A Comissão Sobre Mortos e Desaparecidos Políticos (CEMDP), vinculada ao Ministério dos Direitos Humanos, aprovou um relatório que afirma que o ex-presidente Juscelino Kubitschek foi assassinado durante o regime militar. Essa conclusão confirma uma reportagem publicada pela Folha em 7 de maio.
Detalhes da Coletiva
Os detalhes do relatório serão apresentados em uma coletiva de imprensa marcada para a tarde desta sexta-feira (29), no Ministério Público Federal em São Paulo. Participarão da coletiva a presidente da CEMDP, procuradora regional Eugênia Augusta Gonzaga, a professora Maria Cecília Adão, relatora do caso, e a deputada federal Natália Bonavides, membro da comissão.
Conclusão do Relatório
De acordo com a nota divulgada pelo Ministério Público Federal, o relatório elaborado por Maria Cecília Adão conclui que JK foi vítima de um assassinato perpetrado pela ditadura em 1976. Essa afirmação contraria a versão oficial da época, que alegava que o ex-presidente havia sofrido um acidente de carro.
Impacto das Revelações
Este relatório representa um marco significativo na busca pela verdade sobre as violações de direitos humanos durante o regime militar no Brasil.
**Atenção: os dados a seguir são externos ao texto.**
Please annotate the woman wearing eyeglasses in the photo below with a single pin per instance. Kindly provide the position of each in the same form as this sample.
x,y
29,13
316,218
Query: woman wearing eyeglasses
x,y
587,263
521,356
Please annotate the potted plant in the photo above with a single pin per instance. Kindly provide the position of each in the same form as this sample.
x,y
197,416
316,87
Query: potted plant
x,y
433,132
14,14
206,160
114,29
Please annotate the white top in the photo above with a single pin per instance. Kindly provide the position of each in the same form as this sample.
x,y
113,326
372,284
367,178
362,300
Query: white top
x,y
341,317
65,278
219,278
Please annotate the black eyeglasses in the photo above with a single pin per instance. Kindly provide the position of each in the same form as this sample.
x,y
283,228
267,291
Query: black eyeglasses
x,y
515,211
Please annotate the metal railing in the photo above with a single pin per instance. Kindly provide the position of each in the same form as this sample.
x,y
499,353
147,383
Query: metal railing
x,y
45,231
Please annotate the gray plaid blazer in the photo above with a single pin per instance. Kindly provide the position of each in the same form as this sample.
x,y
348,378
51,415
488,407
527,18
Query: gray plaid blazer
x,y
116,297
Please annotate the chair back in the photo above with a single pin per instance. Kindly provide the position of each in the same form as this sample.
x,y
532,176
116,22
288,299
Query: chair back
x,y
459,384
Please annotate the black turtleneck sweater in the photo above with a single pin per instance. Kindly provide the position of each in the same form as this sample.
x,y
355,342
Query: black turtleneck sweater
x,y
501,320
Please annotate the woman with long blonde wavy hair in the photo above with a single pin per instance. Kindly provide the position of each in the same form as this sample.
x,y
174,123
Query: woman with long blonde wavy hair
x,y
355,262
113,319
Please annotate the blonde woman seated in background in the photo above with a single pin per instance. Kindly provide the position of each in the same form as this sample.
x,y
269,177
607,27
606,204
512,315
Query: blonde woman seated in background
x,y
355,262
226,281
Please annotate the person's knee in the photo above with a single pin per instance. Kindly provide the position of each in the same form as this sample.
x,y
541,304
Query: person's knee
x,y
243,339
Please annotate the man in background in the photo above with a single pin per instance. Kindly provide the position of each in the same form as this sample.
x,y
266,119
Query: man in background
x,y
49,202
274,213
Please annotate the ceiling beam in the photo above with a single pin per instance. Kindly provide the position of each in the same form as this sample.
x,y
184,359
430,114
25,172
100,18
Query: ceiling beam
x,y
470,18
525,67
A reabertura de casos como o de JK permite uma nova avaliação da história e das ações do governo militar.
Repercussão Nacional
A revelação do assassinato de JK deve gerar uma série de debates sobre a memória da ditadura e suas consequências na política brasileira contemporânea. A expectativa é que a coletiva de imprensa traga mais informações que possam esclarecer ainda mais o caso.
Próximos Passos
Após a coletiva, a comissão deverá discutir os próximos passos para a formalização das conclusões e a busca de justiça para as vítimas do regime militar. A expectativa é que novas investigações sejam incentivadas com base nesse relatório.